How many people here know what a warc is? Warc stands for web archive. It is an iso standard. It is basically a file – that can get massive very quickly – that aggregates raw resources you request into a single file along with crawl metadata, checksums. PROVENANCE!
This is what the beginning of a warc file looks like.
This is what the beginning of a warc file looks like.
And here is a selection from the arctual archive portion. That is my brief crash course on warc. We can talk about it more later if you have questions. I need to keep moving along.
So, warcs are a little weird to deal with on their own. You can disseminate them with Wayback Machine, and I assume nobody but a few people on this planet want to see a page full of just warc files. Building something browsable takes a little bit more work. So, I decided to snag a pdf and screenshot of the page of frontpage of the site that I am grabbing with wkhtmltopdf and wkhtmltoimage. Then I toss this all in a single bash script, and give it to cron.
So this is what I have come up with. This is how I capture and preserve a website. The pdf/image + xvfb came from Peter Binkley. X virtual framebuffer is an X11 server that performs all graphical operations in memory, not showing any screen output.
I’ve been running that script on cron since last October. Now what? Like I said before, nobody wants to see a page full of warc files. So, I started working with the tools and platforms that I know. In this case, Drupal, Islandora, and Fedora Commons, and created a solution pack. Solution pack in Islandora parlance, is a Drupal module that integrates with the main Islandora module and Tuque API to deposit, create derivatives, and interact with a given type of object. So, we have solution packs for Audio, Video, Large Images, Images, PDFs, and paged content.
What does it do? Adds all required Fedora objects to allow users to ingest, create derivatives, and retrieve web archives through the Islandora interface. So we have, Content Models, Data Stream Composite Models, forms, and collection policies. The current iteration of the module allows one to batch ingest a bunch of objects for a given collection, and it will create all of the derivatives (Thumbnail and display image), and index any provided descriptive metadata in Solr as well as the actual WARC file since it is mostly text. The WARC indexing is still pretty experimental, it works, but I don’t know how useful it is.
If you want to check out a live demo, and poke around while I am rambling on here, check this site out.

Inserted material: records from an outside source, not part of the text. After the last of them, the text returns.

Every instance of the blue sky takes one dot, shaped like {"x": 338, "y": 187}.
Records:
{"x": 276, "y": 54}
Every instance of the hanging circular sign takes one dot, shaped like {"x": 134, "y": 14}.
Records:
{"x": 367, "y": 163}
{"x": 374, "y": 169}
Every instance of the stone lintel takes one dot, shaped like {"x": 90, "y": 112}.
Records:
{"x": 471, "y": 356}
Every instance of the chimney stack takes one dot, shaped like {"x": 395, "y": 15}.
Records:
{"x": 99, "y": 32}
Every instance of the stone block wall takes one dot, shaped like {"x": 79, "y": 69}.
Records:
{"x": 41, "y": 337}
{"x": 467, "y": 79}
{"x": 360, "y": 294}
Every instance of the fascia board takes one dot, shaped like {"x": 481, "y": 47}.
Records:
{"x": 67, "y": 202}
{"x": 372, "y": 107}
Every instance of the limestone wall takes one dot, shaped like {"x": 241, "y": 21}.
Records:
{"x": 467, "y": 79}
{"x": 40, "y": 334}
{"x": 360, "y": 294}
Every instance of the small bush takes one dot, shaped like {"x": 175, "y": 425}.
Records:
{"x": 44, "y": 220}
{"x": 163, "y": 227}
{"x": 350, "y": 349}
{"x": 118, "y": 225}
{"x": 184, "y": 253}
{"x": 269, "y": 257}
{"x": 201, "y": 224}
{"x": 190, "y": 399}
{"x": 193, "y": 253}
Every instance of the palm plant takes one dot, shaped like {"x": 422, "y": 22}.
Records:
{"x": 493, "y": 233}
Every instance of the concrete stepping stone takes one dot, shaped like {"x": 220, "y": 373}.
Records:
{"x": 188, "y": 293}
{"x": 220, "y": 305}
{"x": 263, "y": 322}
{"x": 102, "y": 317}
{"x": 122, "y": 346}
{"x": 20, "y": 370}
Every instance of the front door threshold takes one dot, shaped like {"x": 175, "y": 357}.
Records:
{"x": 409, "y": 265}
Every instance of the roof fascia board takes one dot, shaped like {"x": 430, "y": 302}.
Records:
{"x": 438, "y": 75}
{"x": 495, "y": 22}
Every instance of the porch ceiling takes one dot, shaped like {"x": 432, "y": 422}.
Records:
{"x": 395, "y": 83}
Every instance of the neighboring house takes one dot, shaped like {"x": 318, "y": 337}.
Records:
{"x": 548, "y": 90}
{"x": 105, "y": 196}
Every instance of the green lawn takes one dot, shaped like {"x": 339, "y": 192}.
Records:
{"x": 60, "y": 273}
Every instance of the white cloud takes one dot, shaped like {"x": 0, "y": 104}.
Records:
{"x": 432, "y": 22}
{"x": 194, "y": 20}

Collection (in terms of the web archiving life-cycle model). This an object from the Islandora basic collection solution pack.
Seed (in terms of the web archiving life-cycle model). This is an object from the Islandora basic collection solution pack.
Document (in terms of the web archiving life-cycle model). This is an object from the Islandora Web ARChive solution pack.
Here is what my object looks like. The primary archival object is the WARC file, then we have our associated data streams: PDF (from the crawl), MODS/DC (descriptive metadata), Screenshot (from the crawl), FITS (techinical metadata), Thumbnail & Medium JPG (deriative display images).
Todo! What I am still working on when I have time.
I want to tie in the Internet Archive’s Wayback Machine for playback/dissemination of WARCs. I haven’t quite wrapped my head around how best to do the Wayback integration, but I am thinking of using the date field value on in the MODS record for an individual crawl.
I’m also thinking of incorporating WARC tools into this solution pack. This would be for quick summaries and maybe a little analysis. This of how R is incorporated into Dataverse if you are familar with that.
I am also working on integrating my silly little bash scripts into the solution pack. That way one could just do the whole fell swoop of crawling, dissemination, and preservation in a single click when ingesting an object in Islandora.
Finally, there is a hell of a lot of metadata in each of these warc files begging for something to be done with them. I haven’t figured out a way to parse them in an abstract repeatable way, but if I or somebody else does, it will be great!